Zuletzt war er durch ungewohnt harsche Kritik am DFB und seinen führenden Köpfen aufgefallen (wir berichteten). Jetzt wird die öffentliche Schelte von Ex-Nationalspieler Philipp Lahm doch tatsächlich durch einen neuen Top-Job beim DFB belohnt.
Was in der freien Wirtschaft so wohl ziemlich undenkbar wäre, das ist im größten Sportverband der Republik offenbar möglich: Erhält Deutschland am 27. September den Zuschlag für die Ausrichtung der EM 2024, wird Weltmeister Philipp Lahm nämlich Chef der Turnierorganisation. Dies gab der DFB am heutigen Donnerstagmorgen bekannt.
„Es war von Beginn … an mein Wunsch, langfristig Verantwortung zu übernehmen“, wird Lahm in einer Mitteilung des DFB zitiert. „Die neue Aufgabe als Turnierchef bietet mir eine sehr interessante Möglichkeit dazu.

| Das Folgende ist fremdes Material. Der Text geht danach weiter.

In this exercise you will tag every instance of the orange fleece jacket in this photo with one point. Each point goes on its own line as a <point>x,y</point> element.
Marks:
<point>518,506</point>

Als Nationalspieler und zuletzt in meiner Rolle als EURO-Botschafter habe ich den DFB stets als sehr professionell kennengelernt. Deshalb freue ich mich, Teil dieses Teams zu werden. Gemeinsam mit dem Bewerbungsteam werde ich in den kommenden Wochen alles daran setzen, die EURO 2024 auch tatsächlich nach Deutschland zu holen.“ Doch damit nicht genug. Denn während seiner Tätigkeit wird Lahm zudem dem DFB-Präsidium als kooptiertes Mitglied angehören.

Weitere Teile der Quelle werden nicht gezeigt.